3. Também o can. 1398 preceitua:
§ 1. “Seja punido com privação do ofício e com outras penas justas, sem excluir, se o caso o requerer, a demissão do estado clerical, o clérigo:
1.º que cometer o delito contra o sexto mandamento do Decálogo com um menor ou com pessoa que habitualmente tem uso imperfeito da razão ou com aquela à qual o direito reconhece tutela semelhante.”
O § 1 deste cânon considera vários tipos penais referentes ao abuso de menores cometido por clérigos. O abuso de menores refere-se ao delito realizado por um clérigo que comete pecados contra o sexto mandamento do Decálogo (de qualquer tipo) com um menor de dezoito anos, ou com uma pessoa que habitualmente possui um uso imperfeito da razão ou com um sujeito a quem o direito outorga igual proteção. O delito tem lugar também mesmo no caso em que a outra pessoa tenha consentido.
A Autoridade eclesiástica está inexcusavelmente obrigada a abrir a investigação prévia se a notitia criminis resulta verosímil, dando comunicação ao Dicastério imediatamente depois que a investigação tenha confirmado dita notícia.
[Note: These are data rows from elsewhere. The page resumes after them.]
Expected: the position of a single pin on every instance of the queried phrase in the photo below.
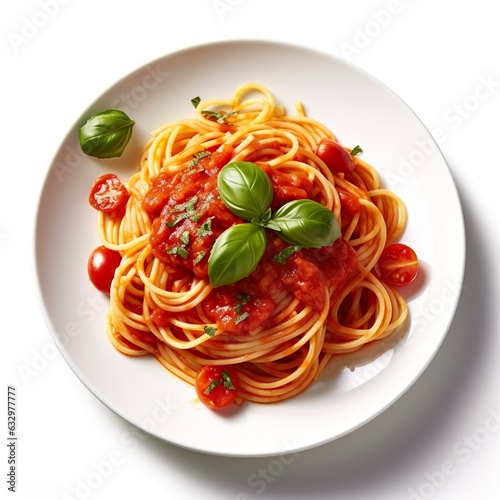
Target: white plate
(354, 388)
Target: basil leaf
(245, 189)
(106, 134)
(236, 253)
(307, 223)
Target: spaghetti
(278, 334)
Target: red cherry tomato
(101, 267)
(217, 386)
(108, 193)
(336, 157)
(397, 265)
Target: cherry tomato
(217, 386)
(108, 193)
(397, 265)
(101, 267)
(336, 157)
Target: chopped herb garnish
(241, 317)
(228, 381)
(180, 251)
(284, 254)
(198, 157)
(185, 237)
(190, 204)
(172, 223)
(218, 116)
(210, 330)
(205, 228)
(356, 150)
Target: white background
(441, 440)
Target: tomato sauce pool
(189, 215)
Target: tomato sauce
(189, 215)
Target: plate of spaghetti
(251, 239)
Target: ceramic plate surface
(355, 388)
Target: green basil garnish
(245, 189)
(106, 134)
(307, 223)
(236, 253)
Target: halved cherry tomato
(101, 267)
(397, 265)
(217, 386)
(336, 157)
(108, 193)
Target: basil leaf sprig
(247, 191)
(106, 134)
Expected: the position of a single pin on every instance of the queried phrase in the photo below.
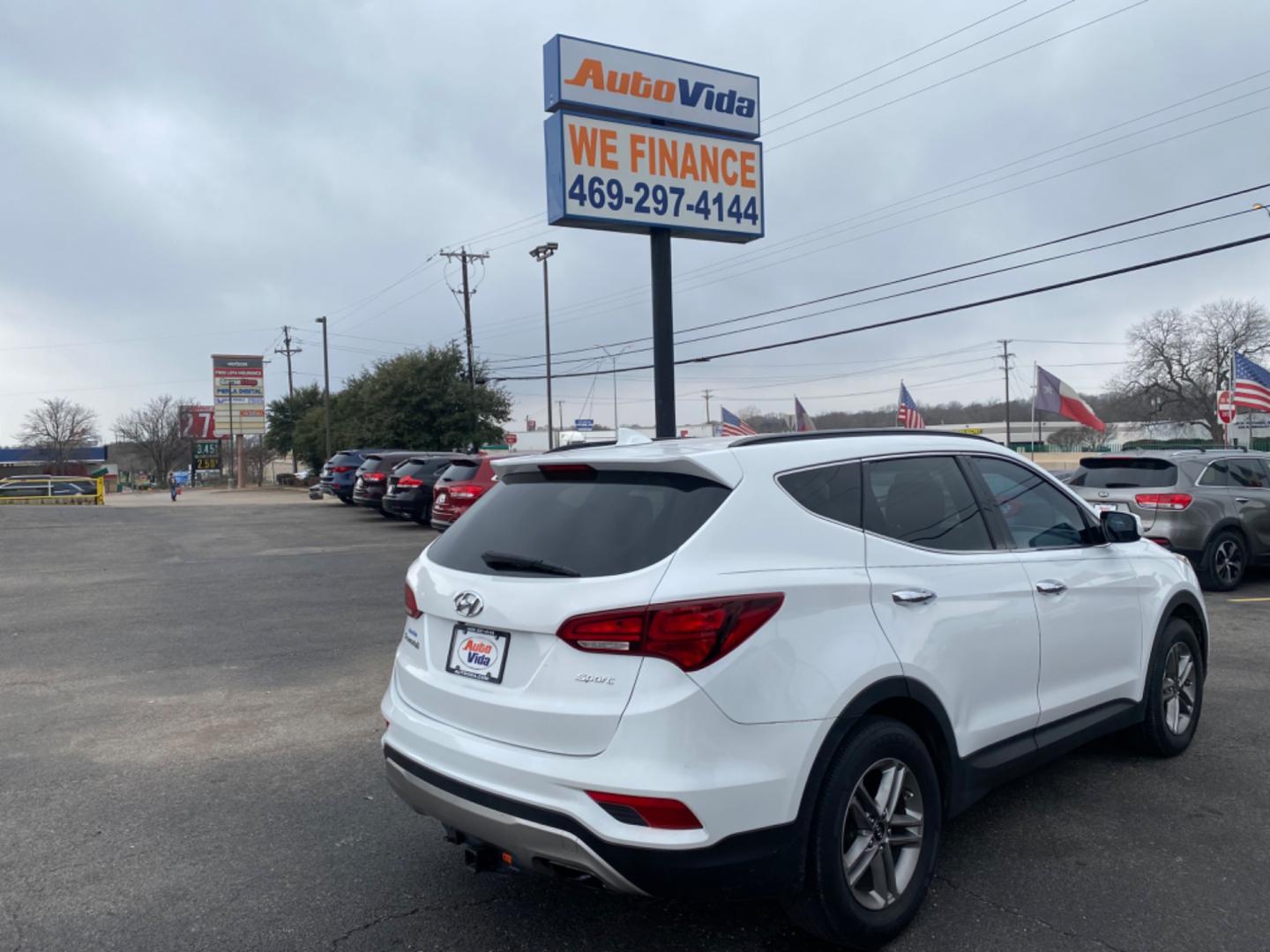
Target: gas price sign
(628, 176)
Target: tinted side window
(1247, 472)
(832, 492)
(1036, 513)
(923, 501)
(1215, 475)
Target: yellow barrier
(98, 498)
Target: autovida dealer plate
(479, 654)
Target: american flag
(908, 417)
(733, 426)
(1251, 383)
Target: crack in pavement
(1020, 914)
(390, 917)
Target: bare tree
(1180, 361)
(155, 429)
(58, 427)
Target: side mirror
(1122, 527)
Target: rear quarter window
(1100, 472)
(603, 524)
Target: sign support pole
(663, 333)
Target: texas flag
(1058, 398)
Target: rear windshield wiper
(507, 562)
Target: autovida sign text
(641, 143)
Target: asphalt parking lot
(190, 759)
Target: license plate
(479, 654)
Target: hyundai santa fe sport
(773, 666)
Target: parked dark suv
(1211, 505)
(372, 479)
(409, 490)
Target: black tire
(1160, 733)
(1226, 559)
(830, 908)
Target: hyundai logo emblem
(467, 605)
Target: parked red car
(459, 487)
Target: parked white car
(773, 666)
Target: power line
(952, 79)
(909, 72)
(898, 58)
(944, 270)
(970, 305)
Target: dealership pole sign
(655, 146)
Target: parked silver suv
(1211, 505)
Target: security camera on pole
(689, 164)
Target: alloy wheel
(1229, 562)
(1177, 695)
(882, 834)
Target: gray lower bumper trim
(524, 839)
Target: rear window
(1102, 472)
(601, 524)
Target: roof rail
(764, 438)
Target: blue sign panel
(598, 78)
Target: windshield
(602, 524)
(1102, 472)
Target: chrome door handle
(911, 597)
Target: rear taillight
(1162, 501)
(657, 813)
(412, 607)
(689, 634)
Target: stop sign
(1226, 406)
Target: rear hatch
(1117, 481)
(540, 547)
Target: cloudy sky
(181, 179)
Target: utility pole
(291, 387)
(325, 372)
(464, 257)
(540, 254)
(1005, 361)
(288, 351)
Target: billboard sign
(598, 78)
(197, 421)
(625, 176)
(238, 385)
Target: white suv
(773, 664)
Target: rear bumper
(744, 782)
(755, 863)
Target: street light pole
(542, 254)
(325, 371)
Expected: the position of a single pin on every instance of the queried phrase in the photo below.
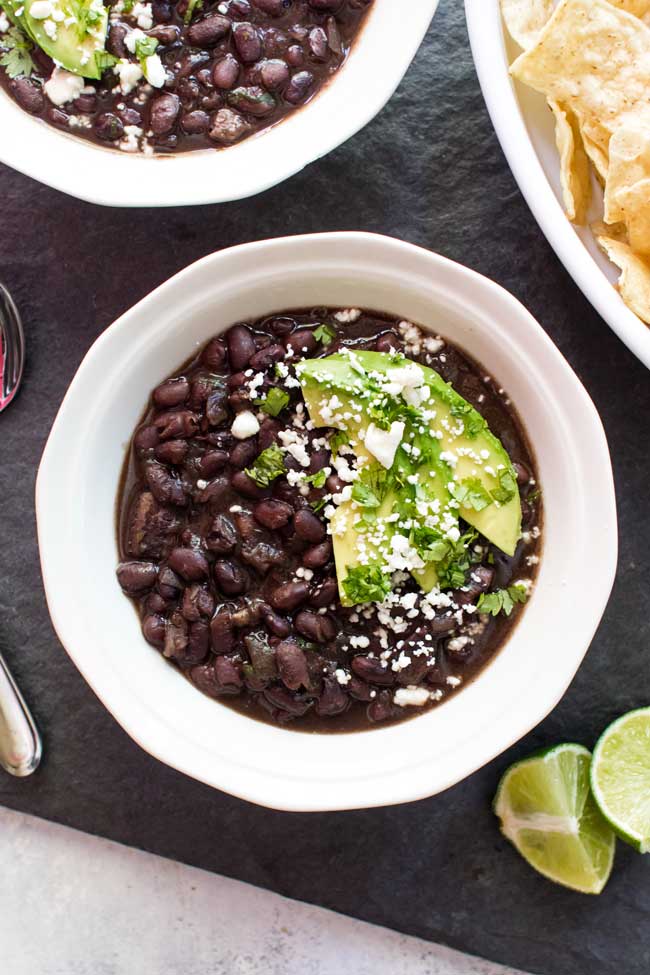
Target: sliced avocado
(77, 40)
(472, 450)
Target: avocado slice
(465, 458)
(74, 35)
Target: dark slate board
(429, 170)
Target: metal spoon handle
(12, 348)
(20, 742)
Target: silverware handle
(20, 742)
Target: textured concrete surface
(72, 904)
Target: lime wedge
(548, 813)
(620, 777)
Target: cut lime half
(620, 777)
(547, 811)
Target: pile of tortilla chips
(591, 59)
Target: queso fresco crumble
(329, 519)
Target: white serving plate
(78, 482)
(524, 126)
(355, 95)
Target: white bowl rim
(417, 780)
(486, 37)
(114, 178)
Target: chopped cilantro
(471, 493)
(274, 402)
(366, 584)
(507, 487)
(16, 58)
(502, 600)
(325, 334)
(268, 466)
(145, 47)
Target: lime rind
(548, 814)
(620, 777)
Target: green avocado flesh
(448, 465)
(77, 32)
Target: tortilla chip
(574, 165)
(634, 282)
(593, 58)
(635, 201)
(629, 160)
(525, 19)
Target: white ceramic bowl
(378, 62)
(524, 126)
(78, 480)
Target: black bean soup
(235, 583)
(227, 70)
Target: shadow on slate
(429, 170)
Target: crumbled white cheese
(245, 425)
(411, 696)
(63, 86)
(383, 444)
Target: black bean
(228, 126)
(176, 636)
(333, 699)
(193, 123)
(230, 578)
(274, 74)
(262, 556)
(320, 629)
(163, 485)
(301, 342)
(221, 536)
(244, 453)
(299, 87)
(228, 673)
(207, 32)
(287, 597)
(176, 424)
(136, 577)
(382, 708)
(324, 593)
(373, 671)
(28, 95)
(247, 41)
(153, 629)
(214, 354)
(216, 407)
(197, 603)
(222, 637)
(318, 44)
(171, 451)
(267, 357)
(169, 584)
(108, 127)
(292, 665)
(189, 564)
(164, 112)
(273, 514)
(226, 72)
(317, 556)
(245, 485)
(309, 526)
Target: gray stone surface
(429, 170)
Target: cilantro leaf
(145, 47)
(366, 584)
(325, 334)
(16, 58)
(274, 402)
(268, 466)
(502, 600)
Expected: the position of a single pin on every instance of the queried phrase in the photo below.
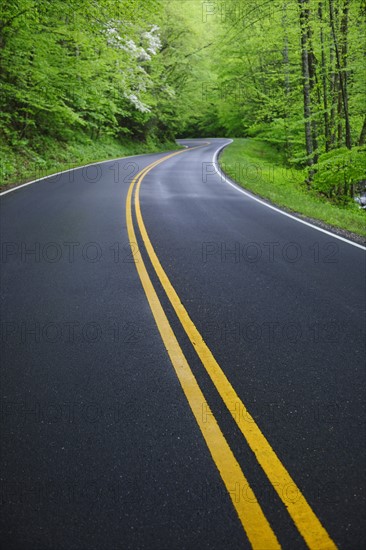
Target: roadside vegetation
(260, 168)
(87, 80)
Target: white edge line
(75, 168)
(236, 186)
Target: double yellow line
(254, 522)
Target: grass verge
(21, 165)
(258, 167)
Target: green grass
(258, 167)
(19, 165)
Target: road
(182, 365)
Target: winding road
(182, 365)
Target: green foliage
(339, 171)
(259, 166)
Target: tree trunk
(362, 138)
(342, 83)
(324, 80)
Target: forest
(85, 79)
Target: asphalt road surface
(182, 365)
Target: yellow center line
(300, 511)
(253, 520)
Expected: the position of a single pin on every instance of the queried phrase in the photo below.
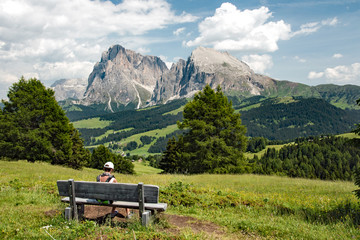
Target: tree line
(34, 127)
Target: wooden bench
(124, 195)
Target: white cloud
(248, 30)
(315, 75)
(337, 55)
(299, 59)
(57, 38)
(330, 22)
(340, 74)
(58, 70)
(312, 27)
(258, 63)
(231, 29)
(178, 31)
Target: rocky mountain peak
(123, 78)
(209, 60)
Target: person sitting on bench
(108, 177)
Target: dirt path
(177, 224)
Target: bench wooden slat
(122, 204)
(110, 191)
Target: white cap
(109, 165)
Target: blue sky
(312, 42)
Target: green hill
(273, 118)
(340, 96)
(240, 206)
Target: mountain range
(124, 79)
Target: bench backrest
(110, 191)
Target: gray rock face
(207, 66)
(123, 77)
(69, 88)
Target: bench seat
(124, 195)
(121, 204)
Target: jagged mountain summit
(126, 79)
(208, 66)
(123, 77)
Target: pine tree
(34, 127)
(215, 139)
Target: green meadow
(243, 206)
(91, 123)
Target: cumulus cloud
(60, 35)
(178, 31)
(312, 27)
(248, 30)
(340, 74)
(299, 59)
(58, 70)
(315, 75)
(258, 63)
(231, 29)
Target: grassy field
(91, 123)
(262, 152)
(258, 207)
(143, 151)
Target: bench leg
(81, 211)
(145, 218)
(68, 213)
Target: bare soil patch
(177, 223)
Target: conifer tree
(34, 127)
(215, 139)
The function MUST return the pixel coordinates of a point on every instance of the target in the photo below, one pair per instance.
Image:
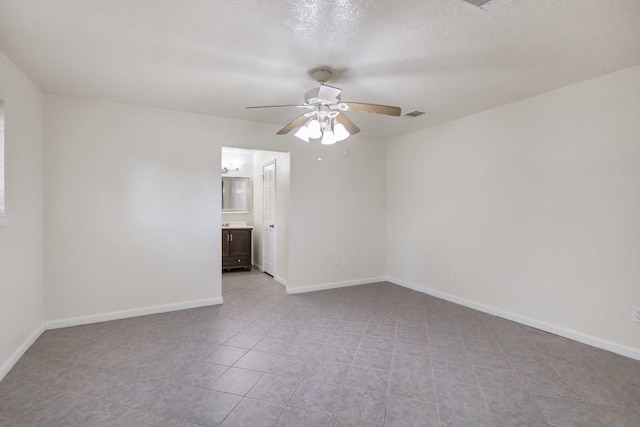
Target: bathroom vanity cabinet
(236, 248)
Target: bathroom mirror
(236, 195)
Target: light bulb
(313, 129)
(328, 138)
(303, 133)
(340, 132)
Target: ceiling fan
(325, 121)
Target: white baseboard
(20, 351)
(603, 344)
(333, 285)
(115, 315)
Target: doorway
(269, 177)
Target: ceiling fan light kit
(326, 122)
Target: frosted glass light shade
(340, 132)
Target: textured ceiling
(216, 57)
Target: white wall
(133, 206)
(537, 204)
(21, 242)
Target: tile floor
(362, 356)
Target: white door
(269, 218)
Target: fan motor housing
(311, 97)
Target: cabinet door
(239, 243)
(225, 243)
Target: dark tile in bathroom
(297, 417)
(236, 381)
(275, 388)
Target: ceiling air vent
(415, 113)
(488, 5)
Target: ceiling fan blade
(348, 124)
(328, 93)
(373, 108)
(278, 106)
(293, 124)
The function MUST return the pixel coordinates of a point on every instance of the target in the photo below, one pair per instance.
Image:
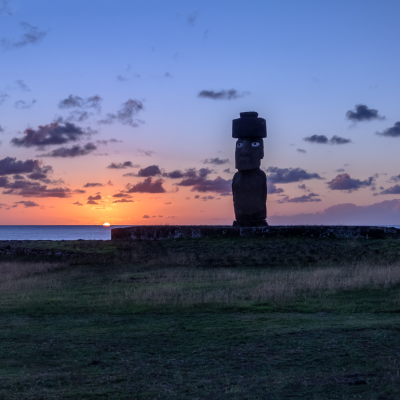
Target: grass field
(201, 319)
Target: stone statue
(249, 185)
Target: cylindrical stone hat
(249, 125)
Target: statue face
(249, 153)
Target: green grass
(223, 319)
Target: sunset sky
(121, 111)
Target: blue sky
(301, 65)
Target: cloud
(97, 197)
(93, 184)
(316, 139)
(231, 94)
(78, 102)
(344, 182)
(392, 190)
(307, 198)
(3, 97)
(22, 85)
(125, 115)
(10, 165)
(117, 195)
(27, 203)
(322, 139)
(151, 170)
(32, 189)
(363, 113)
(146, 153)
(272, 189)
(51, 134)
(124, 165)
(201, 184)
(393, 131)
(384, 213)
(215, 161)
(123, 200)
(32, 36)
(147, 186)
(288, 175)
(73, 151)
(192, 17)
(23, 105)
A sanção penal estabelecida é a privação penal do ofício (can. 196), para além das penas expiatórias, dentre as enumeradas no can. 1336, §§ 2-4, que sejam oportunas segundo a gravidade do delito, e não se exclui a demissão do estado clerical.
COMPROVAÇÃO DOS FACTOS
Analisando todo o processo da causa em apreço, considera-se provado:
1. No dia 27 de março de 2021, o presbítero Luís Miguel Figueira da Costa teve um comportamento condenável de cariz sexual com um menor.
2. Tratou-se de um ato isolado, pois nem antes nem depois há constância de atos similares.
3. Tudo indica que o referido comportamento foi resultado de circunstâncias do momento e da propensão do arguido para o exagero no consumo de álcool.
4. Para além deste facto, o comportamento do referido presbítero, ao longo dos últimos anos, mostrou-se adverso em relação à autoridade eclesiástica a vários níveis, sem excluir o Santo Padre.
DISPOSIÇÕES
DECRETAMOS:
1. De acordo com o can. 1395 §§ 2 e 3, a pena de suspensão, por um período de três anos, do presbítero Luís Miguel Figueira da Costa, proibindo-lhe:
– todos os atos do poder de ordem, com exceção da celebração da Eucaristia em privado;
– todos os atos do poder de governo;
– o exercício de todos os direitos e funções inerentes ao ofício.
2. A esta pena estão anexos: um programa de tratamento de dependência de álcool, de acompanhamento psicológico e retiro espiritual anual de um mês em instituição religiosa, a cumprir durante o período de suspensão.
Notifique-se e publique-se nos termos do direito.